Promovido ao elenco principal do Santos em julho de 2025, aos 17 anos, Robinho Jr amarga baixíssima minutagem entre os profissionais e vive a esperança de ser emprestado ao futebol europeu ainda longe de dar os retornos técnicos e financeiros imaginados no início dessa trajetória.
O jovem, que tem aval do Peixe para uma transferência internacional, atrai o interesse de Rayo Vallecano e Sevilla, da Espanha, além do Genoa, da Itália, que o querem por um ano.
A subida de Robinho Jr. ao time de cima ocorreu no início de julho do ano passado. À época em seu primeiro ano de sub-20, o garoto ainda atravessava o processo natural de formação e alternava a titularidade na equipe de base, então comandada por Maurício Copertino.
Habilidoso, o jovem chamou a atenção do técnico Cléber Xavier durante um compromisso da categoria. Com vasta experiência na lapidação de promessas, o treinador solicitou a integração de Robinho Jr. aos treinos do profissional ao lado de outros garotos como João Ananias, Mateus Xavier e Luca Meireles.
A ideia era acelerar o desenvolvimento no cotidiano do time principal. Em meio ao processo, havia também a intenção de devolver os jovens ao sub-20 quando não fossem aproveitados.
A estreia profissional de Robinho Jr. aconteceu em 10 de julho de 2025, em um amistoso contra a Desportiva Ferroviária, no Espírito Santo. Logo na sequência, entrou no segundo tempo da vitória por 1 a 0 sobre o Flamengo, na Vila Belmiro, pelo Campeonato Brasileiro, realizando o sonho de atuar ao lado de Neymar.

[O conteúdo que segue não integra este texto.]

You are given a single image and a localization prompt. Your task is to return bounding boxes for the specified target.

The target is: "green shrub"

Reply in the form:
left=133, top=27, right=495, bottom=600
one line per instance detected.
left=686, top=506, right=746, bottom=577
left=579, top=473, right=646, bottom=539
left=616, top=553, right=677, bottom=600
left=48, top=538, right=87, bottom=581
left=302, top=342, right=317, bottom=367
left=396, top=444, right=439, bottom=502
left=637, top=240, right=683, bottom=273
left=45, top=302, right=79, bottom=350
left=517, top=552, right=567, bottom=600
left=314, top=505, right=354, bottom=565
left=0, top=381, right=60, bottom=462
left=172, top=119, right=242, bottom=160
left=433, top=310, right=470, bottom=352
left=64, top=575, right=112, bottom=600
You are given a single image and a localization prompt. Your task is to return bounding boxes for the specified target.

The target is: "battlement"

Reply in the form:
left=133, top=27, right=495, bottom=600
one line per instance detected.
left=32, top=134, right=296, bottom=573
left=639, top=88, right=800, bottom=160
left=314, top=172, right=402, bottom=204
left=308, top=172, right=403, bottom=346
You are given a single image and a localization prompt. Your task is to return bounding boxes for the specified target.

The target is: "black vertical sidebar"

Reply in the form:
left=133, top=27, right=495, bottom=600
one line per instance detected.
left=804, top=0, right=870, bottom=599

Ainda naquele mês de julho, o Santos acelerou algumas etapas: renovou o contrato do garoto com valorização salarial e entregou a ele a camisa 7, utilizada no clube por seu pai, Robinho, preso desde março de 2024 após ser condenado por estupro na Itália.
O planejamento, contudo, foi frustrado e começou a ruir no mês seguinte com a demissão de Cléber Xavier. A partir dali, a diretriz do processo de formação foi abandonada.
Desde a promoção, Robinho Jr. retornou ao sub-20 para disputar apenas uma partida e, com o Peixe afundado na luta contra o rebaixamento no Brasileirão do ano passado, acabou utilizado pelo técnico Juan Pablo Vojvoda em 12 dos 18 jogos restantes da competição.
Nos bastidores alvinegros, há a consciência de que não havia condições nem tempo hábil para lapidar o garoto justamente diante do sufoco do fantasma do rebaixamento. A urgência era pontuar a qualquer custo.
Em 2026, os números do atacante são tímidos: apenas 12 partidas oficiais disputadas, nenhuma como titular, somando somente 187 minutos em campo. Em maio, aliás, o jovem virou notícia ao se envolver em um desentendimento com Neymar durante um treino no CT Rei Pelé.
A empolgação da torcida esfriou, e o nome do jovem deixou de ser pedido nas arquibancadas. O único instante de respiro na temporada ocorreu durante a pausa para a Copa do Mundo, quando marcou, de pênalti, seu primeiro e único gol como profissional na vitória por 3 a 0 sobre o União São João, em amistoso. Desde então, porém, pisou no gramado apenas uma vez, atuando por 13 minutos contra a Universidad Central da Venezuela (UCV) há pouco menos de um mês.
Sem um plano de desenvolvimento adequado e sem a precocidade apresentada, por exemplo, pelo pai no início no início da carreira, Robinho Jr. agora está no mercado. Sem muita alternativa, a diretoria santista já autorizou a liberação por empréstimo com opção de compra para a Europa ciente de que não receberá ofertas significativas caso tente negociá-lo de maneira definitiva neste momento.
Além disso, existe a consciência no clube de que há risco de ver o garoto atingir a maturação profissional, no seu tempo e com um trabalho bem feito, vestindo outra camisa.